Sim, muitos alegaram que o movimento se perdeu, se vendeu. De fato, o tropicalismo ao longo do tempo foi modificando, se tornando pop, vendável. Se a intenção era essa desde o início ou não, são reflexões a parte. O que realmente importa, é que Caetano seguiu sua carreira, se aventurando por caminhos ainda não explorados como a incorporação de ritmos e poetas em “Transa”, disco de 1972 que fez quando estava exilado em Londres. Transa foi produzido pelo também cantor Jards Macalé, o que rendeu um produto de altíssima qualidade. Outro exemplo pode ser o “Araçá Blue”, de cunho totalmente experimentalista e lançado em 1973. Caetano relata ter feito o disco sozinho, num estúdio. Araçá blue teve um grande número de devoluções, sendo tirado de catálogo e relançado apenas em 1987.
Se inúmeros artistas da música popular brasileira acabaram por deixar suas obras muito parecidas, oferecendo ao público um repertório “mais do mesmo”, que se configura em estéticas sempre iguais e uma reprodução do que já foi feito, Caetano inova na hora de agregar novos valores à sua essência e unir isso na hora da criação. Pós-moderno? Analisando de diferentes perspectivas eu diria que sim, contento identidades fragmentadas por toda a sua carreira, mas, se diferenciando no que diz respeito a sua essência. Caetano Veloso é por natureza um provocador, que leva o público a refletir através do que produz e mais ainda do que agrega.
Hoje, Caetano completa 70 anos. Muito provavelmente deve está acontecendo comemorações em Santo Amaro, cidade onde nasceu, como em todo o resto do Brasil. Aqui, meu vizinho que sempre escuta Pink Floyd, resolveu colocar hoje, na maior altura, diga-se de passagem, “O Samba e O Tango”, música que abre o disco “Fina Estampa Ao Vivo”. A primeira vez que ouvi Caetano foi em 1998, logo quando ele lançou “Livros”. A faixa 9 do disco, é o poema “O Navio Negreiro”, de Castro Alves, musicado por ele e com participação de Maria Bethânia. Na época em que o ouvi pela primeira vez, tinha oito anos de idade e foi o primeiro grande poema que decorei. Naquele momento, mesmo sem ter total consciência, Castro Alves tinha entrado de vez para minha vida e Caetano, talvez, ainda mais. Quatorze anos após o primeiro contato, eu o saúdo no dia de hoje, pela sua obra, pela sua genialidade, pela sua capacidade de ser agente modificador reflexivo no dia a dia das pessoas. Narcisista ou não, Caetano é um dos maiores expoentes da música brasileira e seu aniversário deve sim, ser comemorado com pretensão.

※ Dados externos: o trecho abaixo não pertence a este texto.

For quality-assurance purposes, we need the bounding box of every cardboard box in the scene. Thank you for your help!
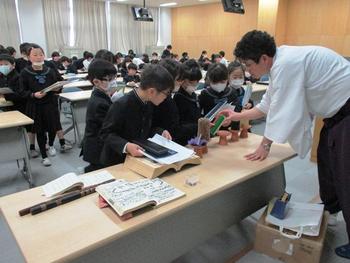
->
[254,211,328,263]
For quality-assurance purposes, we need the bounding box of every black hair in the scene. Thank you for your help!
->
[227,60,244,75]
[140,64,174,92]
[95,49,115,64]
[84,52,94,59]
[87,59,117,83]
[6,46,16,56]
[128,62,137,70]
[142,53,149,63]
[159,58,181,80]
[211,54,220,63]
[19,42,31,55]
[207,63,228,83]
[0,54,15,65]
[219,50,225,57]
[234,30,276,63]
[60,56,72,63]
[51,51,60,58]
[179,59,202,81]
[27,43,45,56]
[83,50,90,58]
[0,47,11,55]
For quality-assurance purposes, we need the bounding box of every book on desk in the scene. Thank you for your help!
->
[96,178,185,219]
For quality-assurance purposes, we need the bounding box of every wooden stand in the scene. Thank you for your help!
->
[239,120,251,139]
[230,130,239,142]
[217,131,230,145]
[124,155,201,179]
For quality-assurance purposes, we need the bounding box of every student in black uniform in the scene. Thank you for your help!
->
[82,59,117,173]
[100,65,174,166]
[123,63,140,87]
[51,51,64,70]
[0,54,26,113]
[16,42,31,73]
[199,63,242,130]
[20,44,61,166]
[61,56,78,74]
[227,61,254,110]
[174,59,202,129]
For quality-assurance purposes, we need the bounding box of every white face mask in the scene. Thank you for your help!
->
[173,82,180,92]
[230,79,244,89]
[210,83,227,92]
[186,86,197,95]
[32,61,44,67]
[83,59,90,69]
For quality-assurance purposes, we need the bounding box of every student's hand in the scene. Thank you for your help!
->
[244,144,270,161]
[126,142,143,157]
[162,130,173,141]
[243,102,253,110]
[34,91,46,99]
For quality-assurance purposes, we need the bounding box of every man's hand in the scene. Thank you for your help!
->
[126,142,143,157]
[162,130,173,141]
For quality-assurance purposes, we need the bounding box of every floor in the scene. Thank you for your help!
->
[0,118,348,263]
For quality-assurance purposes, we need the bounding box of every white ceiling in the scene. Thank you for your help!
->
[111,0,221,8]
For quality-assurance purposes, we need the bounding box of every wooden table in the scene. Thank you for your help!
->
[60,90,92,144]
[0,111,34,186]
[63,80,92,89]
[62,73,91,80]
[0,134,295,263]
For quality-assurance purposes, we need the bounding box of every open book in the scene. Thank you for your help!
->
[42,170,114,197]
[0,87,13,95]
[40,80,72,93]
[96,178,185,216]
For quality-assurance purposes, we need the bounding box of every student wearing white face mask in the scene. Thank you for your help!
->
[82,59,117,173]
[227,61,254,109]
[0,54,26,113]
[174,59,202,130]
[199,63,242,130]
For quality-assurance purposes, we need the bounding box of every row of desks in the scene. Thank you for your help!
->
[0,134,295,263]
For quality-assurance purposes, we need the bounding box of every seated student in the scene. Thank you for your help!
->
[228,61,254,109]
[0,54,27,113]
[123,63,140,87]
[6,46,16,58]
[82,59,117,173]
[20,44,62,166]
[180,52,189,63]
[120,56,132,78]
[61,56,78,74]
[100,65,174,166]
[174,59,202,128]
[51,51,64,70]
[16,42,31,74]
[199,63,242,130]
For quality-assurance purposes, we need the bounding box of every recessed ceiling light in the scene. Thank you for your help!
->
[159,3,177,6]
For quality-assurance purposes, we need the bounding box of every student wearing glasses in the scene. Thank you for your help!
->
[100,65,174,166]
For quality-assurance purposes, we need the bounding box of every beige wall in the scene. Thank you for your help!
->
[172,0,350,59]
[172,0,258,60]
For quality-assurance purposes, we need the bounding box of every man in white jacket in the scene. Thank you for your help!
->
[221,30,350,259]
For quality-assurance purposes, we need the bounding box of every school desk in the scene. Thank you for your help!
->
[0,134,295,263]
[0,98,13,110]
[62,73,91,80]
[0,111,34,186]
[63,80,92,89]
[60,90,92,144]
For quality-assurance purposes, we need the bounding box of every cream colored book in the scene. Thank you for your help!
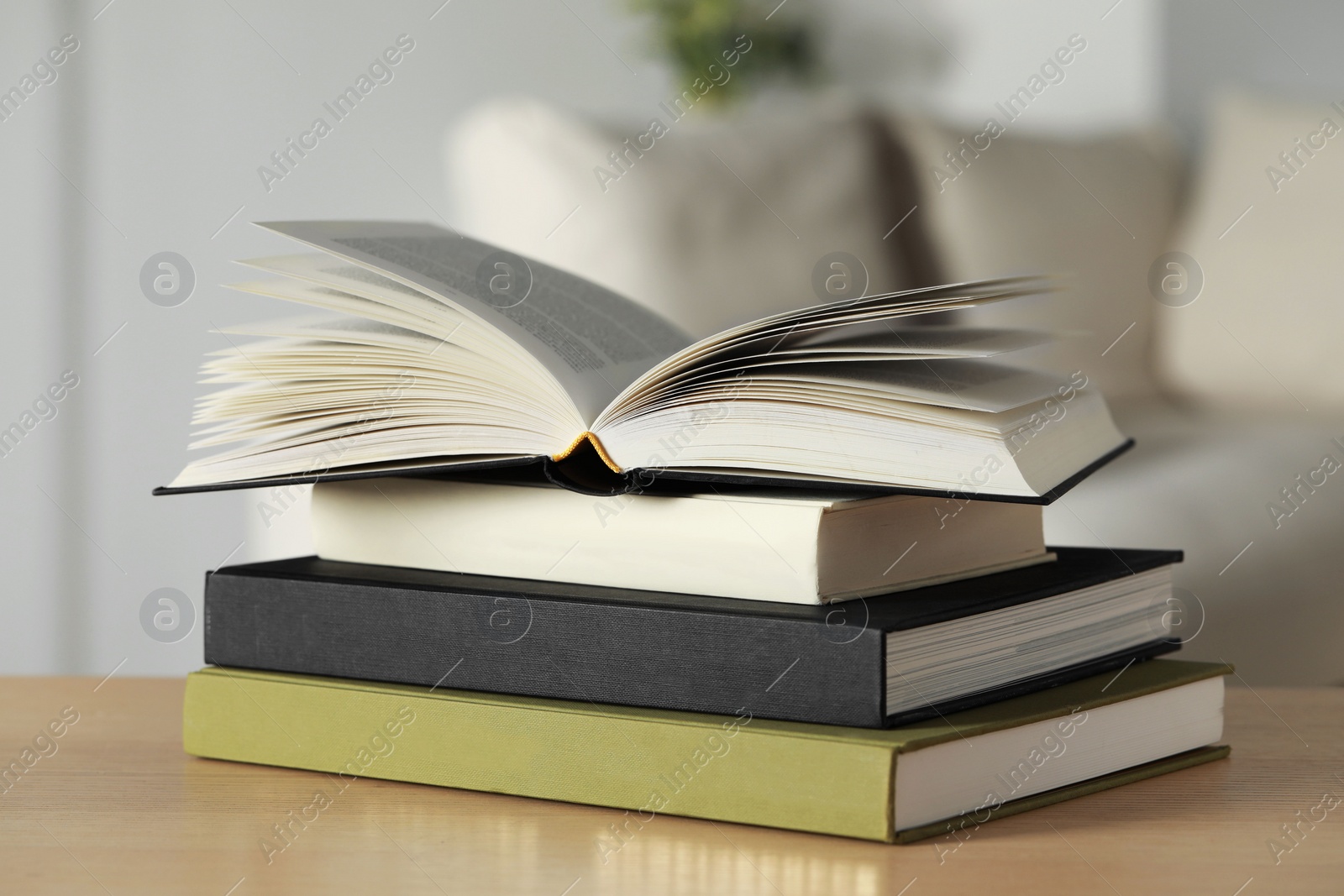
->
[312,477,1053,603]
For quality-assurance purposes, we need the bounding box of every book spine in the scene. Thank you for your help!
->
[183,669,895,843]
[204,571,885,728]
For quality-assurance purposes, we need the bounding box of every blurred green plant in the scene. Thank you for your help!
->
[627,0,816,106]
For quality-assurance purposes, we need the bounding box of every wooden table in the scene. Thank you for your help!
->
[0,677,1344,896]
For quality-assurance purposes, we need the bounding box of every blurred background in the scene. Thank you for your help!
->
[0,0,1344,685]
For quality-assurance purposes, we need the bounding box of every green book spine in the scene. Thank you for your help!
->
[183,659,1227,841]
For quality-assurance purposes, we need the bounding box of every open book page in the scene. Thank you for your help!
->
[622,327,1055,400]
[260,222,690,424]
[596,277,1046,427]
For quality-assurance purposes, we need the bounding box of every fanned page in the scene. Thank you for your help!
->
[157,222,1125,500]
[260,222,690,421]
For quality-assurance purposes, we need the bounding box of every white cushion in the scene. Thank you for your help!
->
[1046,395,1344,685]
[1158,96,1344,412]
[898,117,1179,396]
[448,99,903,336]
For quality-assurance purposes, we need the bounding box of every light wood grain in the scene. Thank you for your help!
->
[0,677,1344,896]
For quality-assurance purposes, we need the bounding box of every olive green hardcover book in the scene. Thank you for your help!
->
[183,659,1231,842]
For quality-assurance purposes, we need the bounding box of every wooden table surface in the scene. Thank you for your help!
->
[0,677,1344,896]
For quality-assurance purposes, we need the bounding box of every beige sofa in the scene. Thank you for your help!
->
[446,98,1344,685]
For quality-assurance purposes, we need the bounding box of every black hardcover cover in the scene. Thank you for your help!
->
[153,439,1134,504]
[204,548,1181,728]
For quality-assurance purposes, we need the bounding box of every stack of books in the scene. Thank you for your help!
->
[159,222,1230,843]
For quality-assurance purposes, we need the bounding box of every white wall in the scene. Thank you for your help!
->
[0,0,1158,674]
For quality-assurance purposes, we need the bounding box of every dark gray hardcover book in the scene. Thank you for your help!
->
[204,548,1181,728]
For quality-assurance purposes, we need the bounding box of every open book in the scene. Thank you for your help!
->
[156,222,1129,502]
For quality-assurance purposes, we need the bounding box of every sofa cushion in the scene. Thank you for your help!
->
[1158,96,1344,411]
[448,99,905,336]
[1046,395,1344,685]
[895,117,1180,396]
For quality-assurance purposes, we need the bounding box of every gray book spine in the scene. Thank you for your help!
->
[204,571,885,728]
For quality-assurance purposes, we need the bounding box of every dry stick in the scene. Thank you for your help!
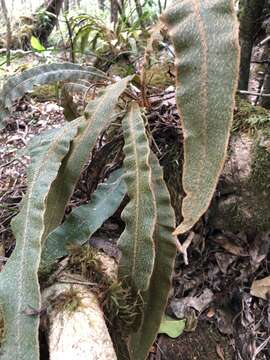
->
[1,0,11,66]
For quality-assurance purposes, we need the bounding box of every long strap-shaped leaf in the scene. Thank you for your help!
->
[0,124,77,360]
[0,63,106,124]
[44,76,132,239]
[118,103,156,291]
[129,153,176,360]
[41,170,126,272]
[162,0,239,234]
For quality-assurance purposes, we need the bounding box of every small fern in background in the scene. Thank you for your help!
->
[0,0,239,360]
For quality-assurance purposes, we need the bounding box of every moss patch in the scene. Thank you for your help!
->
[232,97,270,132]
[0,309,5,347]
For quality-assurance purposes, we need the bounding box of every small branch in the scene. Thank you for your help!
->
[237,90,270,97]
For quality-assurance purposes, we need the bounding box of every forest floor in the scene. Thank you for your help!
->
[0,58,270,360]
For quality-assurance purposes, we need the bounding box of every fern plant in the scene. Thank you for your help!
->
[0,0,239,360]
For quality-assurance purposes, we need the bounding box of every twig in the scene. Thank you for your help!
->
[251,336,270,360]
[176,231,195,265]
[258,35,270,46]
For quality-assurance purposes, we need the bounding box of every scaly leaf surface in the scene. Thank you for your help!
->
[162,0,239,234]
[118,102,156,291]
[44,76,132,240]
[129,153,176,360]
[0,124,77,360]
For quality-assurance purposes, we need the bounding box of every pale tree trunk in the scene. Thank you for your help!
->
[134,0,145,29]
[111,0,119,24]
[238,0,267,90]
[0,0,11,66]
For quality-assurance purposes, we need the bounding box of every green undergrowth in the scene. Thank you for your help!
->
[232,97,270,133]
[65,245,142,333]
[0,309,5,348]
[50,287,82,314]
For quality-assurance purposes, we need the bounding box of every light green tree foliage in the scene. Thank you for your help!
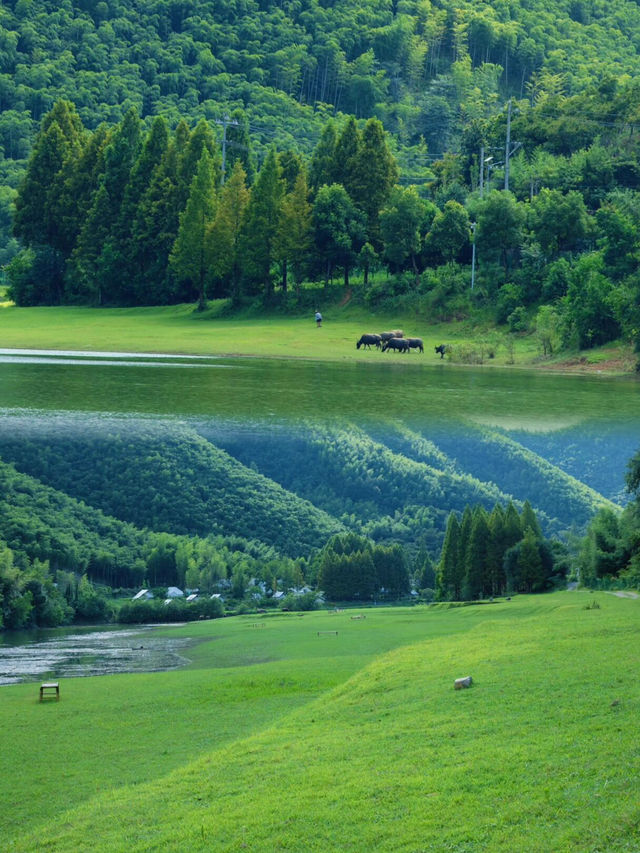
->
[176,119,221,211]
[275,169,313,294]
[520,501,542,539]
[244,148,284,301]
[426,201,471,262]
[487,504,507,595]
[373,544,411,599]
[596,203,640,279]
[528,189,588,257]
[513,527,544,592]
[313,184,366,286]
[129,139,182,305]
[578,508,631,586]
[535,305,561,355]
[349,118,398,246]
[475,190,525,279]
[169,148,216,311]
[207,160,250,301]
[14,100,84,252]
[562,253,620,347]
[436,512,464,601]
[462,507,492,600]
[329,116,362,204]
[380,187,426,282]
[318,533,376,601]
[309,120,338,192]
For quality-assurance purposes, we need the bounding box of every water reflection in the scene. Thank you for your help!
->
[0,626,194,685]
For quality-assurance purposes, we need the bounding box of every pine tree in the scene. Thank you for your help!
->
[207,160,251,302]
[131,141,181,305]
[73,109,141,305]
[13,101,85,304]
[351,118,398,249]
[516,527,545,592]
[177,119,222,212]
[309,121,338,193]
[274,169,312,295]
[436,512,461,601]
[487,504,507,595]
[504,501,522,551]
[520,501,542,539]
[225,110,256,187]
[462,506,491,601]
[58,124,111,255]
[244,148,284,301]
[13,101,84,251]
[111,117,169,304]
[373,544,411,598]
[169,147,216,311]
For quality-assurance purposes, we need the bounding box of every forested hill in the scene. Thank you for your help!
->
[0,415,613,581]
[0,418,342,557]
[0,0,640,176]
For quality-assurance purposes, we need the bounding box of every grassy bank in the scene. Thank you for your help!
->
[5,592,640,853]
[0,301,633,372]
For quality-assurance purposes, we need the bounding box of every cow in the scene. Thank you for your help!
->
[382,338,409,352]
[356,335,382,349]
[380,329,404,341]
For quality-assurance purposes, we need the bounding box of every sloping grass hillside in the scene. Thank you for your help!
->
[2,593,640,853]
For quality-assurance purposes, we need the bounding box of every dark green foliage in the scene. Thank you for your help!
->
[0,420,341,560]
[117,596,224,624]
[436,503,556,601]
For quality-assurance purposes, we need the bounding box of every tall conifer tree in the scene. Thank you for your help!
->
[170,147,216,311]
[244,148,284,301]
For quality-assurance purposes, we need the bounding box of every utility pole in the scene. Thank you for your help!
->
[216,115,239,185]
[471,222,476,290]
[504,98,511,190]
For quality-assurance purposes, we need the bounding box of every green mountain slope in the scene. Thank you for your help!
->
[0,0,640,175]
[0,461,279,587]
[376,424,612,528]
[0,418,342,556]
[208,424,524,538]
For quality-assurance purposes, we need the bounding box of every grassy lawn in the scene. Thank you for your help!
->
[0,303,552,365]
[5,592,640,853]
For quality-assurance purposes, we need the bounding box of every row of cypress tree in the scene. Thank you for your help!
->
[8,101,398,307]
[436,501,554,601]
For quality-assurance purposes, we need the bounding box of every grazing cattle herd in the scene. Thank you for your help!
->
[356,329,449,358]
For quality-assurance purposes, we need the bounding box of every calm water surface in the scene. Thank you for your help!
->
[0,350,640,684]
[0,626,194,685]
[0,350,640,429]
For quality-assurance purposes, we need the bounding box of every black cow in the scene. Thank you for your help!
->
[382,338,409,352]
[356,335,382,349]
[380,329,404,341]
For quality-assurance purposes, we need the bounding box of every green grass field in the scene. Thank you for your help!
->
[0,302,548,365]
[0,592,640,853]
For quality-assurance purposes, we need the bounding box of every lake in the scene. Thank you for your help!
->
[0,350,640,430]
[0,625,193,685]
[0,350,640,672]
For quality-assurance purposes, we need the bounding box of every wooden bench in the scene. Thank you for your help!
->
[40,681,60,702]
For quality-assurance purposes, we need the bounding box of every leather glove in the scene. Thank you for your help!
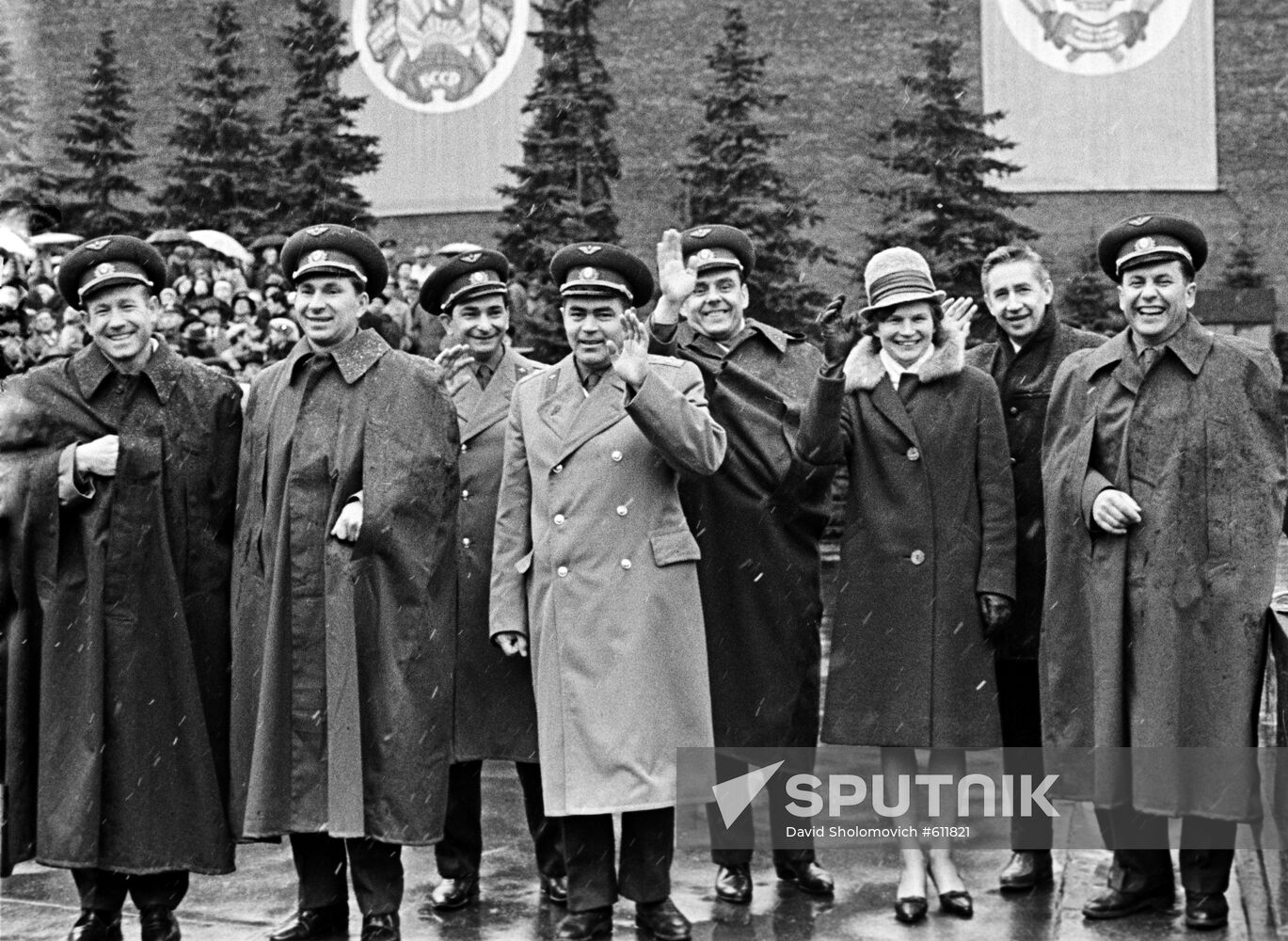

“Discretamente, no Verbo. Quero que todo mundo que gosta de mim de verdade fique sabendo que eu quero ficar mais tempo na Bahia que em qualquer outro lugar. Quero, se possível, trabalhar aqui mesmo e só sair pra dar umas olhadas aqui e ali. Era o que eu queria fazer desde sempre. Eu gosto mesmo é daqui da Cidade do Salvador. Quero que todo mundo saiba que eu continuo achando João Gilberto o maior artista brasileiro e que tudo mais vá pro inferno. Beijos”.
Caetano Veloso em entrevista ao Verbo Encantado, Salvador, 1972.